Sunday, October 12, 2008

Virtual JFK: Vietnam (and us) if Kennedy had lived

Virtual JFK: Vietnam (and us) if Kennedy had lived
Open Source (Brown University's Watson Institute for International Studies)
Host: Christopher Lydon



Find a way to see Virtual JFK — a documentary film chasing a what-if riddle — and have your own presidential debate before choosing between John McCain and Barack Obama.

The question in Virtual JFK is whether President Kennedy, had he lived, would have withdrawn from war in Vietnam in 1965. It is at least arguable that what hangs on the answer is nothing less than the fighting (mostly losing) “counter-insurgency” doctrine that has fired up American foreign policy for nearly half a century, and that accounts for the “permanent war” dread through the Bush years and beyond.

Presidents matter, and presidential temperament is decisive: these are the fundamental premises of the film, and the moral for voters this year. Koji Masutani, 27, made Virtual JFK with his Brown University professor of history and international relations, James Blight. Together they have chosen six “crises” from the early Sixties in which restraint prevailed: the Bay of Pigs fiasco in which Kennedy blocked US Marines from saving the misbegotten mission; the flare-up and ceasefire in Laos in Spring, 1961; the Berlin crisis over the Soviets’ wall in August, 1961, when JFK pulled US tanks out of sight; Kennedy’s early rejection in 1961 of his generals’ plea (including his favorite, Max Taylor) for military intervention in Vietnam; the Cuban missile crisis of 1962, talked down by a “cautious, skeptical” president; and the secret staff planning in October, 1963 to start drawing down the American advisers in Vietnam.

It is clear to Jim Blight, anyway, that JFK’s instinct and persistent pattern were to avoid the war option, to say “no” to his generals, to engage his own restless, combative mind in peaceful, face-saving alternatives. Kennedy was a multilateralist, a man with a delicately balanced reading of an interconnected world. He did not hesitate to speak of his and our responsibility to “mankind” and “the human race.” He would have welcomed “the global test” of American policies. He spoke of “adversaries,” not “enemies.” He dealt with interests, not “evil.” He said: “I hope I am a responsible president. That is my intention.”

What the contrarian viewer sees as well is that JFK was up to his neck, at least, in Cold War reflexes. Those wacko nuclear bomb shelters were “useful… important,” he says in a press conference. Kennedy bought the domino doctrine that the fate of Southeast Asia was all or nothing, and he sold the silly simplistic line that nasty “guerrilas” were disrupting a peaceful democracy in South Vietnam.

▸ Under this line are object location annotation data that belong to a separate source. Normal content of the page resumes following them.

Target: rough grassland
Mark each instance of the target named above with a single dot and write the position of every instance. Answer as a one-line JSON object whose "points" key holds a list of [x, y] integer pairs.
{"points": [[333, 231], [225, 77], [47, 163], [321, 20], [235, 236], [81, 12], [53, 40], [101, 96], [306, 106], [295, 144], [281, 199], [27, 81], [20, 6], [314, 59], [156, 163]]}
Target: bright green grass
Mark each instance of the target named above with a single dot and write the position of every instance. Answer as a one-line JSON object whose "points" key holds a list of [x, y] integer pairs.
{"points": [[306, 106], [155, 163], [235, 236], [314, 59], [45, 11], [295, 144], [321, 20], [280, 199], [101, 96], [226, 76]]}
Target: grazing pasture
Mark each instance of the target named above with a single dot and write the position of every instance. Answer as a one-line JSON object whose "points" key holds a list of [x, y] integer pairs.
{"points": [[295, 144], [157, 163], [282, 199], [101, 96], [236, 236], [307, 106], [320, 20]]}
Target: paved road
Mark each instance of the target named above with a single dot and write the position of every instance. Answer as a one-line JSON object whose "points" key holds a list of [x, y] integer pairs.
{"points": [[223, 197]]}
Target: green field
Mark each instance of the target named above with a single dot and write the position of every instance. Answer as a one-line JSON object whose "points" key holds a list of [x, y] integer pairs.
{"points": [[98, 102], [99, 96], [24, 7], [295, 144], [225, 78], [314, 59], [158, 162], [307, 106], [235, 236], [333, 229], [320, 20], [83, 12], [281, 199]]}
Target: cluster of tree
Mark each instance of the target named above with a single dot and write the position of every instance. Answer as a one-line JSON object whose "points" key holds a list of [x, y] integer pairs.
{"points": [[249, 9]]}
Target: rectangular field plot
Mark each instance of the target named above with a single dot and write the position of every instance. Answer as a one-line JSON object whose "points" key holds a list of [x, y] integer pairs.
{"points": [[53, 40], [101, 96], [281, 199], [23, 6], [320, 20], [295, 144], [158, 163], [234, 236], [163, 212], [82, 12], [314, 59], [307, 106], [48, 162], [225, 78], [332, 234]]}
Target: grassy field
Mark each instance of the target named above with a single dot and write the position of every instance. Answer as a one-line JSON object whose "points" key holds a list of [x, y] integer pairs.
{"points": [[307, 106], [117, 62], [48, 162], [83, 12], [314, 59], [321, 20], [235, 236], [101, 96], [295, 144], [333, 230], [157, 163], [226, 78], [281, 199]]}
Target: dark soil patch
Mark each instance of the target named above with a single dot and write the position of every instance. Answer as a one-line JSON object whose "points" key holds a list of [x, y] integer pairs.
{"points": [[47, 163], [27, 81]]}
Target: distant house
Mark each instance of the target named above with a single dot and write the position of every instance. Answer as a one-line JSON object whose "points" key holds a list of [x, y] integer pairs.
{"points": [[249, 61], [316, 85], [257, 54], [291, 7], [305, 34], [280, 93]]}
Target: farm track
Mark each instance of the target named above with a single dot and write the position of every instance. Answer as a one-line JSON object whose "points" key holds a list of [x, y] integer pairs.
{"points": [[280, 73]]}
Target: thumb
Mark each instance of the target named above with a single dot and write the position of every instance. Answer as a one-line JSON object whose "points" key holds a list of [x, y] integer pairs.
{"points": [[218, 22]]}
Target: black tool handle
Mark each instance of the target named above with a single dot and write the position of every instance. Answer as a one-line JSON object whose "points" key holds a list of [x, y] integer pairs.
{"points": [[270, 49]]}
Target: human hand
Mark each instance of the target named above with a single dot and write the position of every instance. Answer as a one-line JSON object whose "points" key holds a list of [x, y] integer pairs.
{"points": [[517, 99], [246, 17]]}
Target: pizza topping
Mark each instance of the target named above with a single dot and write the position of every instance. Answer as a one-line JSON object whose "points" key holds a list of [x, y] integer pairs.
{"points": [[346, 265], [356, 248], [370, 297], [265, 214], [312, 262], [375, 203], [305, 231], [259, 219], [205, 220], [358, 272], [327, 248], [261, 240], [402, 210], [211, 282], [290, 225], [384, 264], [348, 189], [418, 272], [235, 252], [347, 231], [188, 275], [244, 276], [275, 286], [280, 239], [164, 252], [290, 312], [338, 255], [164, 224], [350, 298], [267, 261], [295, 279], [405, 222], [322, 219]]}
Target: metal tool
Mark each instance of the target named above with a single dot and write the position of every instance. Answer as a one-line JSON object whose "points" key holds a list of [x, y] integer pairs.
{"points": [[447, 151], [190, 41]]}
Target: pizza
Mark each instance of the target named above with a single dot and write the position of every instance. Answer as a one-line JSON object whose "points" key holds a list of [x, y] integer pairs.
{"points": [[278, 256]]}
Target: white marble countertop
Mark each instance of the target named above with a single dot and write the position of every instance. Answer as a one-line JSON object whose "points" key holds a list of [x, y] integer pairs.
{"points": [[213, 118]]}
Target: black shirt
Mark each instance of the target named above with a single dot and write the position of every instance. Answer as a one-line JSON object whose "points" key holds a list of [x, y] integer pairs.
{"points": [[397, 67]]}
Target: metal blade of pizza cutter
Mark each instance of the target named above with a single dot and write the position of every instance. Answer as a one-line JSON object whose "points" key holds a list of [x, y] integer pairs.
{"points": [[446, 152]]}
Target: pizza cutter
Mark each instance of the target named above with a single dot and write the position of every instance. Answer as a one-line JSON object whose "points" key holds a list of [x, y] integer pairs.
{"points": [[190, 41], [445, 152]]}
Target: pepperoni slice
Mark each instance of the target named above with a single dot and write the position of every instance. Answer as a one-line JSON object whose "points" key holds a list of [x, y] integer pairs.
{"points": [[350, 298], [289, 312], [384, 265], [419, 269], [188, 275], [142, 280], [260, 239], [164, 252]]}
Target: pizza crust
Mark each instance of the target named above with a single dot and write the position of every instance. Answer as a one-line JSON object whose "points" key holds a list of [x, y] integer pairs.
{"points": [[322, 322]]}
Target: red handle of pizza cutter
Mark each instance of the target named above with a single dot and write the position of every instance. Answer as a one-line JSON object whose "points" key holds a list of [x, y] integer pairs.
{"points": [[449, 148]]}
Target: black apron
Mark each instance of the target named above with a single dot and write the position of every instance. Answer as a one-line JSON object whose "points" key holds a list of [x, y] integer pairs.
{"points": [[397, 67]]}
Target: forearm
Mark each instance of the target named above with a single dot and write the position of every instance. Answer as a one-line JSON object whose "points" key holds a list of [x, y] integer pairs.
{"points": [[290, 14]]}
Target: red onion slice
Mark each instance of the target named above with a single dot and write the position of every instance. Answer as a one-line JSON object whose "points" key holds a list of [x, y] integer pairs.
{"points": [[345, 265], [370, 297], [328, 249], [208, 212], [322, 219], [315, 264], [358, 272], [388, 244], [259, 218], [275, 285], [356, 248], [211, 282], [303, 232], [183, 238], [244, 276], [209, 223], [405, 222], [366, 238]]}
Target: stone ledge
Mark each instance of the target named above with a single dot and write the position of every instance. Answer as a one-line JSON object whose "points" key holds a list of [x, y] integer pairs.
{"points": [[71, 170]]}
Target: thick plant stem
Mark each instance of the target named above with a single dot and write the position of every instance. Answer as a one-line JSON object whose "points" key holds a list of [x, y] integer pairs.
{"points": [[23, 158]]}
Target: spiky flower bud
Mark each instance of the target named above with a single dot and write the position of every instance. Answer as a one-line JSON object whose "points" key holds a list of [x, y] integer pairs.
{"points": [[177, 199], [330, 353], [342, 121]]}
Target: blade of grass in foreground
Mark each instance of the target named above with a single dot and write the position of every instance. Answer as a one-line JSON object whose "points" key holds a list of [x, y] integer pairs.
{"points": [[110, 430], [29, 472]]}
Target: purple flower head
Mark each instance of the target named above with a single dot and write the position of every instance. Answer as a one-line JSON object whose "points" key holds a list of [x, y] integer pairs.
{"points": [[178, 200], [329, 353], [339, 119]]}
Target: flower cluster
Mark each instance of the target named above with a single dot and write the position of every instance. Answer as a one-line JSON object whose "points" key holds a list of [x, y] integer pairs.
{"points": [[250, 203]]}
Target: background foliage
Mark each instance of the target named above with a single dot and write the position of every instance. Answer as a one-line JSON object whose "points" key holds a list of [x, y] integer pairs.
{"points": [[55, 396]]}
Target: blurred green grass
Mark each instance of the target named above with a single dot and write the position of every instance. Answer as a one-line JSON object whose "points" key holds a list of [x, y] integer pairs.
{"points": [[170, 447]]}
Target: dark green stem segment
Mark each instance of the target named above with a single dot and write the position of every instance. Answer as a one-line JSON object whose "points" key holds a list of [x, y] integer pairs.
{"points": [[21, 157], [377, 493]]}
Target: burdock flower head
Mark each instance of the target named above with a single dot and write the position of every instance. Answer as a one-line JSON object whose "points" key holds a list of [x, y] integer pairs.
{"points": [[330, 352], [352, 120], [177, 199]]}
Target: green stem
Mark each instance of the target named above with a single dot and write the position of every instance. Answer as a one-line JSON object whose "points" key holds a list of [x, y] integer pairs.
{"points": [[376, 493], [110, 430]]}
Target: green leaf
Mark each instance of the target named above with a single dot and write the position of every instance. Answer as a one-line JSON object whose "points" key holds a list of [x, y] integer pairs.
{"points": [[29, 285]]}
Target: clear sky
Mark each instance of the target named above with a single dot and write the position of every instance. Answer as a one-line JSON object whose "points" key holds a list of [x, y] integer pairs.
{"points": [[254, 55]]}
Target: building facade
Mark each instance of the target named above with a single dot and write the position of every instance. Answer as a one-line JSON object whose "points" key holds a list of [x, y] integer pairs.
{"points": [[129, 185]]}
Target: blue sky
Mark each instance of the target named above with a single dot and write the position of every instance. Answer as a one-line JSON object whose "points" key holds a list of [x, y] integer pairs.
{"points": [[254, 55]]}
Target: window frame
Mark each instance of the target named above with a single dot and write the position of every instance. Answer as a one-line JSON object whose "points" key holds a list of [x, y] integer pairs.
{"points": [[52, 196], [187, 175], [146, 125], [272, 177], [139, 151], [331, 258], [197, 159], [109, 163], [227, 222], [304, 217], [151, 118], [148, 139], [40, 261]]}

In his lesser moments Kennedy can sound shockingly close to George W. Bush, needling up fear and hostility around catch-phrases like “the most dangerous time in the history of the human race.” But then, what if it really was?

The seductive beauty of Virtual JFK is watching the play of doubt and responsibility, learning and wit on the weathered face of a 45-year-old war hero who is, unbelievably, the president of the United States.